About the Program
The Ricci Scholars Program offers an unparalleled study-abroad, immersion and global scholarship opportunity for highly motivated students. The program awards selected students with scholarships for travel, research and exploration during a junior year of study divided between two of the world’s most important cities: Rome, Italy, and Beijing, China.
As students of Loyola University Chicago, Ricci Scholars spend the Fall Semester at Loyola’s own John Felice Rome Center and the Spring Semester at The Beijing Center for Chinese Studies. Through their two-semester immersion, Ricci Scholars may learn Chinese and Italian, participate in travel excursions, study both cultures and their histories, and engage in academic research to develop individual projects.

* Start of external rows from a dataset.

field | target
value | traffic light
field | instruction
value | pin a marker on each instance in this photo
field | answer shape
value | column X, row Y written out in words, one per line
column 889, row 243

A sophomore year introductory session prepares Scholars for the year of study abroad.
Upon their return, Scholars complete their individual research projects and present their work to the university community and to the next group of Ricci Scholars.
Inspired by the cross-cultural travel and research of the program’s namesake, Matteo Ricci, S.J., and other early Jesuits, this distinctive program seeks to:
Enhance a capacity for scholarship through the student’s year-long, in-depth research project conducted with scholars and faculty in Chicago and abroad.
Encourage students at U.S. Jesuit universities to understand multiple world cultures and values, and to become integrally involved in global issues.
Build for both the private and public sectors a cadre of future leaders who have lived abroad, and worked and studied alongside foreign experts.
2016-2017 Ricci Scholars Announced
Six Loyola sophomores have been chosen as the next group of Ricci Scholars. The cohort includes: Marie Hofer, Addison McTague, Brenna Michel, Suraj “Neil” Sheth, Karisma Wilson, and Stephanie Wong. Each of these scholars has performed at the highest levels of their class academically and each enjoys the support of a faculty mentor. During their stays in Rome and Beijing, they will participate in regular classes, in addition to carrying out their Ricci Scholars projects.
2016-2017 Ricci Scholars:
Marie Hofer hails from Denver, Colorado, and is majoring in English and Art History. She has been awarded a scholarship to illuminate contemporary perceptions of cultural heritage through an examination of the restoration and conservation of public art in Rome and Beijing. Towards this end, Marie will focus on UNESCO world heritage sites that include religious entities, the former residences of wealthy patrons, and burial areas and tombs in the two cities.
Addison McTague, a double major in English and Religious studies with a minor in the Arabic, is from Elmore, Ohio. Her research will look at the perception and expression of modesty among Muslim women in Rome and Beijing. Blending her intellectual interests and personal values, Addison’s extremely timely project will use qualitative methods of observation and personal interviews to determine the relative roles of forms of dress, such as the hijab, and other behaviors to express modesty within largely non-Muslim societies.
Brenna Michel, a member of the Honors Program from Kansas City, Missouri, has a double major in International Studies and Political Science, with a minor in Asian Languages and Literature. Inspired by the centrality of immigration as a topic of global conversation, Brenna’s project explores the attitudes, policies, and practices in Italy and China toward legal immigrants and their impact on the processes of assimilation.
Suraj “Neil” Sheth, a Loyola Ignatian Scholar, Loyola Carbon Fellow, and Loyola Provost Fellow from Bolingbrook, Illinois, is majoring in Biology, with minor fields in Neuroscience, Bioethics, and International Studies. As a pre-med student and an aspiring physician, he wants to learn more about a serious medical problem that is also a global health issue. In line with these objectives, Suraj has been awarded a Ricci Scholarship to examine the cultural norms and societal expectations that shape tobacco smoking patterns in Italy and China.
Karisma Wilson is an International Studies major and Anthropology minor from Indianapolis, Indiana. Her project promises a comparative exploration of the experience of ethnic minorities in Rome and Beijing. Inspired by her own experience as a multiracial woman in the United States, Karisma plans to use her year abroad to test how race is defined and discussed outside the American context.
Stephanie Wong, another member of the Honors Program from Naperville, Illinois, is majoring in Classical Studies and Spanish, with a minor in Latin. She has been awarded a Ricci Scholarship to provide a comparative study of the opera and operatic traditions in contemporary China and Italy. By interviewing key members of the opera scene in Rome and Beijing, Stephanie explore how each opera house restyles and maintains Western operatic traditions to appeal to a modern audience while preserving classic stories, techniques, and music.